Next month, Shawarma Time, on Najda Street will start offering two more exotic versions: ostrich and goat shawarma.

Each of the shop’s offerings come delicately wrapped in either square-shaped half-wholemeal bread, Lebanese saj bread or thinner Arabic bread.

Adventurous types can also choose between six different sauces, including sweet chilli, Indian masala and tartar.

Since Shawarma Time opened last August, the mountain gazelle meat has been proving the most popular of the exotic meats of offer – particularly with local clientele.

“Thirty per cent of our weekend customers come to sample our gazelle, which is legally sourced from a farm in Al Ain,” explains the managing director, Lilian Banin Joumah.

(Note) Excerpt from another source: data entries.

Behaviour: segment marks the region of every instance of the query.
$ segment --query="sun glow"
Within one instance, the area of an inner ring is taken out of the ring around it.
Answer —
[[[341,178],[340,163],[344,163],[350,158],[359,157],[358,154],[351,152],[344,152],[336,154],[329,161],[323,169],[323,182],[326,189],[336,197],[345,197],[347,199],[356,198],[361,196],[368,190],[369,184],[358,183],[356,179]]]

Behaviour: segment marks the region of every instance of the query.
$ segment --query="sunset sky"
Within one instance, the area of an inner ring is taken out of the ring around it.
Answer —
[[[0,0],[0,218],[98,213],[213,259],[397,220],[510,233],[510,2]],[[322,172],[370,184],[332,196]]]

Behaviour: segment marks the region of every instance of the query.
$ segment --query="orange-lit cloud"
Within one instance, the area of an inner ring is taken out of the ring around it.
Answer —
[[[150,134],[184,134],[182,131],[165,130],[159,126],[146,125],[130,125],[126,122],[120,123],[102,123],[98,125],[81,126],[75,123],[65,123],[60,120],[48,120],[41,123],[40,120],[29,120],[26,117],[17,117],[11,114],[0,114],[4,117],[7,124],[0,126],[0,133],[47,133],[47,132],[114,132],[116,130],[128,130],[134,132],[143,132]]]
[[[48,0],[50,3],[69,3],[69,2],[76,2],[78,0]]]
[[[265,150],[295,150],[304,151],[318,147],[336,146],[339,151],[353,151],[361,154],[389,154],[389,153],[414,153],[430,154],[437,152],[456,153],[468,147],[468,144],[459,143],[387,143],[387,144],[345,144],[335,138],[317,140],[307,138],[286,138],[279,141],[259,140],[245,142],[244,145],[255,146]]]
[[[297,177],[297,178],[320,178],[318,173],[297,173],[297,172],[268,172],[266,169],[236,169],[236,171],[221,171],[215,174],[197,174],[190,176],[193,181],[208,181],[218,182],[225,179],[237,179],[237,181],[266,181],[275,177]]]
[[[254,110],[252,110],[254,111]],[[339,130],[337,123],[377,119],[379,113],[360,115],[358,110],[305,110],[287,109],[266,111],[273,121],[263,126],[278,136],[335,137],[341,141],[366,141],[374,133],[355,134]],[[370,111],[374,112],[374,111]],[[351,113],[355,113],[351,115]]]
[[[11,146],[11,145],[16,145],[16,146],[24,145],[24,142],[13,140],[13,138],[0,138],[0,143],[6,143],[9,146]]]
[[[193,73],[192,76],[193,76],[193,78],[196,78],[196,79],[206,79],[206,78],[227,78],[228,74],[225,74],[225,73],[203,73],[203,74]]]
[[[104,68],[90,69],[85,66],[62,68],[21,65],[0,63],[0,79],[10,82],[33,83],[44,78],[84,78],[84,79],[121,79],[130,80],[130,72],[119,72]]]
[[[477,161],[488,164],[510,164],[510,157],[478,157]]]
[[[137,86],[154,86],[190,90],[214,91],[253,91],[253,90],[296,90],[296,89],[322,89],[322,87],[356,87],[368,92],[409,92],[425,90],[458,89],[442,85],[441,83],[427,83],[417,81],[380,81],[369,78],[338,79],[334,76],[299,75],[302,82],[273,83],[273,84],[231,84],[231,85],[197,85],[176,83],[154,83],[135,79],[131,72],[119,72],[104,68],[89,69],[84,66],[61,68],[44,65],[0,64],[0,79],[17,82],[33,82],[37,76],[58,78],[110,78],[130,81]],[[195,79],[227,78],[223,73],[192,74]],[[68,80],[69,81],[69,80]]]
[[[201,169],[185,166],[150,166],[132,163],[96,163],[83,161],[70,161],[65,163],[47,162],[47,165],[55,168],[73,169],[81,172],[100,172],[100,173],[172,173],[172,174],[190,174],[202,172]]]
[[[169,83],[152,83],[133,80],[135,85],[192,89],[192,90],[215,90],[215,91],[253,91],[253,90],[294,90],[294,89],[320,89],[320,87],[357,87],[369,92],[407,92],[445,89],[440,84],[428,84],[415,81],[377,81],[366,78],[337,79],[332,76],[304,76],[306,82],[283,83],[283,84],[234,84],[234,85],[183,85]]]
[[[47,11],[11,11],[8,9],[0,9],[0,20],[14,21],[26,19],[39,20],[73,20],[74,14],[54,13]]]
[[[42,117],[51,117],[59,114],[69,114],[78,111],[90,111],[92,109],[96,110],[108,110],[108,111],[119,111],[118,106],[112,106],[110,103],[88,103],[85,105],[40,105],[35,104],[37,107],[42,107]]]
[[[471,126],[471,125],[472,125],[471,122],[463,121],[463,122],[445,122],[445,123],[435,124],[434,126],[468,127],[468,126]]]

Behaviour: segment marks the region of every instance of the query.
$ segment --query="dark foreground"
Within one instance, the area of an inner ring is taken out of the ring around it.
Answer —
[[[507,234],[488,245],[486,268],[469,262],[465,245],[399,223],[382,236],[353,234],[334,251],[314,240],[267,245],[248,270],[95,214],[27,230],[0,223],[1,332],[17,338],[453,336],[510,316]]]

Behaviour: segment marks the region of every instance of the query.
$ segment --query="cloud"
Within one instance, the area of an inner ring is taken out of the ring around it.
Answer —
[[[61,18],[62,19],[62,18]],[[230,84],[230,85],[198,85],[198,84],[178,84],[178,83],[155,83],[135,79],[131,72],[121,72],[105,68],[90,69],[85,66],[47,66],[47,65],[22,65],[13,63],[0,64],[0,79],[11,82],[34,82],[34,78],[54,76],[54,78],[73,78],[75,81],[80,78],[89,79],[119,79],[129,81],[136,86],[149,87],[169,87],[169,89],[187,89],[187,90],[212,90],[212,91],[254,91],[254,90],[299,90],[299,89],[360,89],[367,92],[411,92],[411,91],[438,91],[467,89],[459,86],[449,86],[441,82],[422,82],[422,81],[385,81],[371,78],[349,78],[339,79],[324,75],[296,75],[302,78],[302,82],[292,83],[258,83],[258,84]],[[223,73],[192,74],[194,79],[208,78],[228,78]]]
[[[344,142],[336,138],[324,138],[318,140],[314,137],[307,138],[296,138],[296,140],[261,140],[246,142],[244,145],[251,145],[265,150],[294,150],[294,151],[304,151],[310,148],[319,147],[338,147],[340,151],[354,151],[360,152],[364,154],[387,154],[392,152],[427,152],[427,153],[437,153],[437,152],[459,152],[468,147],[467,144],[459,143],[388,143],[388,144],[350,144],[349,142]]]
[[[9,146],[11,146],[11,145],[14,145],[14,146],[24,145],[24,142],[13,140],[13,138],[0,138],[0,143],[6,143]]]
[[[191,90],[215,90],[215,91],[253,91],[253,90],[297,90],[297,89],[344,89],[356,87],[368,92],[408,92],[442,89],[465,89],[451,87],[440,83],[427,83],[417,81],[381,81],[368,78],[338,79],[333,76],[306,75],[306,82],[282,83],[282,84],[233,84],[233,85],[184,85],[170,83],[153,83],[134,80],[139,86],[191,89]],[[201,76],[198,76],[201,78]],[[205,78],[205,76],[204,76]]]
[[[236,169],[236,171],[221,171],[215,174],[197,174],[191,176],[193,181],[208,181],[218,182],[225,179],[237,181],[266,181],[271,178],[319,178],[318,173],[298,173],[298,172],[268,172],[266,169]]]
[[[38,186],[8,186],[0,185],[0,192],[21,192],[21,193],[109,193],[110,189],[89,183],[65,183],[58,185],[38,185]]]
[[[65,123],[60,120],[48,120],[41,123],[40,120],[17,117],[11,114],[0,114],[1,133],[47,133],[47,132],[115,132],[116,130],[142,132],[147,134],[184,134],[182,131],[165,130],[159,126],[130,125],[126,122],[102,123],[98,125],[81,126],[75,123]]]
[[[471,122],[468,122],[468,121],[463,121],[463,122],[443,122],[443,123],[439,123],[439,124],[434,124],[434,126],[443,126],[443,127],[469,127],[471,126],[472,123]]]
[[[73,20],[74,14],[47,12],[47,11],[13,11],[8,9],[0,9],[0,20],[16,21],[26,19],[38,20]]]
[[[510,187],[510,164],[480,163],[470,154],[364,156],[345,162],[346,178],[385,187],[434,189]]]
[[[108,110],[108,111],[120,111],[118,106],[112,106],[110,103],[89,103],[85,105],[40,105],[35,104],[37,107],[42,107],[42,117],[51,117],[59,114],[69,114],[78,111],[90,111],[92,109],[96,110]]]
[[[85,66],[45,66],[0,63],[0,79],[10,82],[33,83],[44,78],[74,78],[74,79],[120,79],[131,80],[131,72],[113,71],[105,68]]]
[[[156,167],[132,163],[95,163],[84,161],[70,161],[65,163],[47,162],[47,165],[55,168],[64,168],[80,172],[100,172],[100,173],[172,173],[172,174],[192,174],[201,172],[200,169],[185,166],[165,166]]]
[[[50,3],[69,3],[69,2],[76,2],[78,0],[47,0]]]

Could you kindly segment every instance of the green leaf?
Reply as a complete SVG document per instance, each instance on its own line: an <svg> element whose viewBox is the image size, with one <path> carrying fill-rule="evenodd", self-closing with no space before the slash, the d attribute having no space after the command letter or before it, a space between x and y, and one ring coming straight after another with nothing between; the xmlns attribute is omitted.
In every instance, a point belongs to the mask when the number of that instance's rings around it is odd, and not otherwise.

Lilian is Brazilian and her husband and co-founder of the business, Issa Joumah, is Jordanian, so the regular menu is a healthy fusion of Brazilian influences and Middle Eastern traditional offerings.

That means a popular appetiser, coxinha – Brazilian potato dough balls – is filled with a choice of shawarma meat. The recipe is an adaptation of a snack Lilian’s mother used to cook for her as a child.

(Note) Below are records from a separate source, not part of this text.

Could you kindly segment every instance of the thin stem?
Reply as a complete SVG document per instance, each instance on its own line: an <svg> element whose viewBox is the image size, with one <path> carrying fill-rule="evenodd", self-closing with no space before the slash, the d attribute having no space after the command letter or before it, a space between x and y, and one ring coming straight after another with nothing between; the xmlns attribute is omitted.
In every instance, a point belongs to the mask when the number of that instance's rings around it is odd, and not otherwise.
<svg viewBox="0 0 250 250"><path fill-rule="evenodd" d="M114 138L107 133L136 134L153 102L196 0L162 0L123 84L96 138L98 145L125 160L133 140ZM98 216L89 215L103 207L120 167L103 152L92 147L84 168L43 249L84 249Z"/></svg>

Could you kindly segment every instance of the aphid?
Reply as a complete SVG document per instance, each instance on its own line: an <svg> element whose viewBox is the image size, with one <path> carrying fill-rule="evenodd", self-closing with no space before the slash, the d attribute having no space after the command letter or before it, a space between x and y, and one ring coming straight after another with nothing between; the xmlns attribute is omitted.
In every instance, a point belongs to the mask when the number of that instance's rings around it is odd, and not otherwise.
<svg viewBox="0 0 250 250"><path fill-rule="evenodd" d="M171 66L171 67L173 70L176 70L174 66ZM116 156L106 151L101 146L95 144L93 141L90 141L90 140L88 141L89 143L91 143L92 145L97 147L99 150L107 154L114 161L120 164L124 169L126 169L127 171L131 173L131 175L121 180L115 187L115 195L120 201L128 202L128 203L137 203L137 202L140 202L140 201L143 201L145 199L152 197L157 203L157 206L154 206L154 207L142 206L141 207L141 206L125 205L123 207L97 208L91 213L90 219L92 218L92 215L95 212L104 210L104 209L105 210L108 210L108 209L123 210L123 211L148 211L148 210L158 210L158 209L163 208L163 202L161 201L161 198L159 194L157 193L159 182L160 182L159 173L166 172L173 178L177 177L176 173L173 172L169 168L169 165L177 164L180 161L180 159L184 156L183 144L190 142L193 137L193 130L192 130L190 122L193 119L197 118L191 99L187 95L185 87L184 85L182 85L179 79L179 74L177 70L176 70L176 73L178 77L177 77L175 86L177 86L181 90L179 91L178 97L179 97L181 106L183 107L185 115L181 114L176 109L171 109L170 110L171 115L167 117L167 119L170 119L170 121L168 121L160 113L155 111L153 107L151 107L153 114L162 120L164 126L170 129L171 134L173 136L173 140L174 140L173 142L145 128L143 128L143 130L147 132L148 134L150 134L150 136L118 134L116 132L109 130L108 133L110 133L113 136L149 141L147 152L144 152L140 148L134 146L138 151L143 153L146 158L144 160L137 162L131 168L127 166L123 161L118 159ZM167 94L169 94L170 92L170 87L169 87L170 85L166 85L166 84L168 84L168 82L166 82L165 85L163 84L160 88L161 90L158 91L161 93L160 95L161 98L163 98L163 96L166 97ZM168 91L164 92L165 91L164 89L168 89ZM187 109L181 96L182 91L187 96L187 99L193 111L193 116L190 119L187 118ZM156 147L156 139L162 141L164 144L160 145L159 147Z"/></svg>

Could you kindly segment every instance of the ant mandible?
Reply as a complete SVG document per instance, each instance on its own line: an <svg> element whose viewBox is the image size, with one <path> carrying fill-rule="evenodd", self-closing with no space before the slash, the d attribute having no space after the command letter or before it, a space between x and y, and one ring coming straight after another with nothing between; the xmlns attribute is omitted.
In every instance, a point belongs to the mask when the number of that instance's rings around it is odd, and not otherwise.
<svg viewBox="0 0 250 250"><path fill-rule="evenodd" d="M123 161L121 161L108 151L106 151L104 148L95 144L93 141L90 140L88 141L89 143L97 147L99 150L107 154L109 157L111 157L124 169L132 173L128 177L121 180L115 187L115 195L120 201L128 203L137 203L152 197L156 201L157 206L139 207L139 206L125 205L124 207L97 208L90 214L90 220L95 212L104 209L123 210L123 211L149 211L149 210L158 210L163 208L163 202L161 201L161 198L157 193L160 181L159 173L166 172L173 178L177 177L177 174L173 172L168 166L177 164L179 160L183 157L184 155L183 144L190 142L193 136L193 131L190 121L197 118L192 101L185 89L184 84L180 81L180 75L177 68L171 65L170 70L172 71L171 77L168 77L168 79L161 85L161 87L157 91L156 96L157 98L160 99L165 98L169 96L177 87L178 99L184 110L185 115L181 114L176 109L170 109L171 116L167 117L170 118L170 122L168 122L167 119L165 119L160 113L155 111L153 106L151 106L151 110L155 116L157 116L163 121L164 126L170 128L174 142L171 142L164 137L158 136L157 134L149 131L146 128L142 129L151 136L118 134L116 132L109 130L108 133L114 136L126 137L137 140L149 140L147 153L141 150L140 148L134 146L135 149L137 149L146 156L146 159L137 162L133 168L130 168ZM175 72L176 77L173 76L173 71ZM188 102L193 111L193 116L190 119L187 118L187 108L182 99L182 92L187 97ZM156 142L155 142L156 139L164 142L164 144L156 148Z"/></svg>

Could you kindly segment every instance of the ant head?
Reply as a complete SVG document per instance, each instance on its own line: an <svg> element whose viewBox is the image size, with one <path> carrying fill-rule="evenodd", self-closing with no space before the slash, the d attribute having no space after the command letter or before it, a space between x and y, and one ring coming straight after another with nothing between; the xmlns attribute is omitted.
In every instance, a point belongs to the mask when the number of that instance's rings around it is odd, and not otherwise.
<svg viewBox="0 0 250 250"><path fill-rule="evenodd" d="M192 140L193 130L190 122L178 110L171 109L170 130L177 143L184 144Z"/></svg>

But the idea of opening a shawarma restaurant was Issa’s.

“My husband loves shawarma,” says Lilian. “We’ve lived in Abu Dhabi for 10 years and we used to visit shawarma restaurants all the time, but Issa used to find faults with all the shawarma restaurants here. We started holding gatherings at home for friends to try out our own shawarmas on them, and found we could make better shawarmas ourselves. We realised people were becoming more health conscious, so we thought – why not follow that trend, and offer a shawarma with less fat? The quality of our meat is better than our competitors, so we’ve had to increase the price.”

A standard shawarma at Shawarma Time is priced at Dh15, and speciality meat shawarmas are Dh25.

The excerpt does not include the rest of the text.